Treatment response and drug retention rates in 24 195 biologic-naïve patients with axial spondyloarthritis initiating TNFi treatment: routine care data from 12 registries in the EuroSpA collaboration.

Objective: To study drug retention and response rates in patients with axial spondyloarthritis (axSpA) initiating a first tumour necrosis factor inhibitor (TNFi).
Methods: Data from 12 European registries, prospectively collected in routine care, were pooled. TNFi retention rates (Kaplan-Meier statistics), Ankylosing Spondylitis Disease Activity Score (ASDAS) Inactive disease (<1.3), Bath Ankylosing Spondylitis Disease Activity Index (BASDAI) <40 mm and Assessment of SpondyloArthritis International Society responses (ASAS 20/40) were assessed at 6, 12 and 24 months.

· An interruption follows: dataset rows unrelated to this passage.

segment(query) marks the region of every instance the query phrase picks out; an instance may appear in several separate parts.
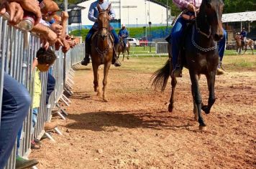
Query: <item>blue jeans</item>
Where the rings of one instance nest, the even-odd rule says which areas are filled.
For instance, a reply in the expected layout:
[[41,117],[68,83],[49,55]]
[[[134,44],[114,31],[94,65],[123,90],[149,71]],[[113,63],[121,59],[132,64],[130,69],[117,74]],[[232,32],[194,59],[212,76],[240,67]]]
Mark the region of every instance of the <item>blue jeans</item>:
[[38,107],[33,109],[32,134],[34,134],[35,125],[37,123]]
[[48,104],[49,97],[50,94],[54,90],[54,87],[55,87],[55,79],[52,77],[52,75],[48,73],[47,77],[47,89],[46,89],[46,105]]
[[27,89],[4,73],[0,126],[0,168],[11,155],[18,131],[29,112],[31,97]]
[[[91,43],[91,37],[93,35],[93,34],[95,33],[95,32],[96,32],[96,30],[93,28],[91,28],[90,29],[90,31],[88,32],[86,37],[86,43]],[[119,42],[119,39],[118,39],[118,36],[116,34],[116,31],[113,29],[111,31],[111,34],[114,36],[114,44],[117,44]]]
[[[173,67],[176,67],[177,65],[178,57],[180,52],[180,44],[181,42],[181,37],[183,34],[184,33],[184,29],[186,29],[186,24],[187,21],[180,17],[179,19],[178,19],[176,23],[172,28],[172,31],[170,33],[171,38],[169,41],[169,43],[172,44],[172,57]],[[223,32],[224,37],[219,42],[218,45],[219,55],[221,61],[222,61],[222,58],[224,56],[227,39],[227,32],[224,29],[223,29]]]

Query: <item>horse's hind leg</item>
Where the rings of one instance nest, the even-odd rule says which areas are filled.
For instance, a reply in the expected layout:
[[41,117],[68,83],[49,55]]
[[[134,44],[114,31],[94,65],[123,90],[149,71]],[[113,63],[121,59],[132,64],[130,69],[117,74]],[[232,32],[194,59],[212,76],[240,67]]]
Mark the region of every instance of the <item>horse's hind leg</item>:
[[99,65],[98,64],[96,65],[93,63],[93,77],[94,77],[94,79],[93,79],[94,92],[97,92],[98,96],[100,96],[101,91],[99,87],[99,72],[98,72],[99,66]]
[[243,54],[244,54],[245,52],[247,50],[247,45],[244,46],[244,52],[243,53]]
[[169,112],[173,112],[173,110],[174,93],[175,93],[175,87],[177,84],[176,78],[172,77],[171,84],[172,84],[172,92],[170,94],[170,103],[169,103],[169,106],[168,106]]
[[129,59],[129,51],[128,49],[127,49],[127,59]]
[[[198,80],[200,80],[200,77],[201,77],[201,75],[199,74],[198,75]],[[195,102],[195,93],[193,92],[192,85],[191,85],[191,91],[192,91],[193,105],[193,115],[194,115],[194,119],[195,119],[196,121],[197,121],[197,120],[198,120],[198,112],[197,111],[197,106],[196,106],[196,102]]]
[[202,110],[205,113],[210,113],[211,108],[215,102],[214,84],[215,84],[215,73],[211,72],[206,75],[208,90],[209,91],[209,97],[208,99],[208,105],[202,105]]
[[193,101],[196,103],[198,115],[198,122],[199,122],[199,129],[205,130],[206,124],[204,122],[204,119],[201,113],[201,102],[202,98],[201,96],[200,89],[199,89],[199,83],[198,83],[198,77],[192,71],[189,71],[191,80],[192,83],[192,95],[193,95]]
[[106,84],[108,83],[108,74],[109,70],[111,65],[111,62],[108,62],[104,65],[104,78],[103,79],[103,100],[104,102],[108,102],[106,99]]

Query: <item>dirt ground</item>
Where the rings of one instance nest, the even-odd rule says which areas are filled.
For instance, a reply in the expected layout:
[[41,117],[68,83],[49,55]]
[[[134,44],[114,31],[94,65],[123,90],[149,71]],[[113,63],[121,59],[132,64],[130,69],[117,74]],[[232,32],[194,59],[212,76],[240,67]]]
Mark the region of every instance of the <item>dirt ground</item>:
[[[52,133],[56,143],[43,140],[29,156],[38,168],[256,168],[255,68],[216,77],[216,101],[203,114],[207,130],[201,131],[186,70],[170,113],[170,85],[163,93],[154,90],[151,72],[111,67],[104,102],[93,92],[90,67],[77,69],[67,120],[52,120],[64,135]],[[200,84],[206,102],[204,77]]]

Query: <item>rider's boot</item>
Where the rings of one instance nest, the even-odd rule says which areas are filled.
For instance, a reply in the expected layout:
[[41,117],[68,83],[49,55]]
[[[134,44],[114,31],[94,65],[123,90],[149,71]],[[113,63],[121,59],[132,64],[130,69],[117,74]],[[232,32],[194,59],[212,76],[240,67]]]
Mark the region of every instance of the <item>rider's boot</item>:
[[91,46],[90,43],[86,43],[86,57],[83,58],[81,64],[84,66],[87,66],[88,63],[90,63],[90,51]]
[[182,69],[180,65],[176,64],[172,72],[172,77],[182,77]]
[[121,67],[121,63],[118,59],[116,52],[118,49],[118,44],[114,44],[114,48],[113,51],[113,57],[112,57],[112,64],[114,64],[115,67]]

Results: A first TNFi was initiated in 24 195 axSpA patients. Heterogeneity of baseline characteristics between registries was observed. Twelve-month retention was 80% (95% CI 79% to 80%), ranging from 71% to 94% across registries. At 6 months, ASDAS Inactive disease/BASDAI<40 rates were 33%/72% (LUNDEX-adjusted: 27%/59%), ASAS 20/40 response rates 64%/49% (LUNDEX-adjusted 52%/40%). In patients initiating first TNFi after 2009, 6097 patients was registered to fulfil ASAS criteria for axSpA, 2935 was registered to fulfil modified New York Criteria for Ankylosing Spondylitis and 1178 patients was registered as having non-radiographic axSpA. In nr-axSpA patients, we observed lower 12-month retention rates (73% (70%-76%)) and lower 6-month LUNDEX adjusted response rates (ASDAS Inactive disease/BASDAI40 20%/50%, ASAS 20/40 45%/33%). For patients initiating first TNFi after 2014, 12-month retention rate, but not 6-month response rate, was numerically higher compared with patients initiating TNFi in 2009-2014.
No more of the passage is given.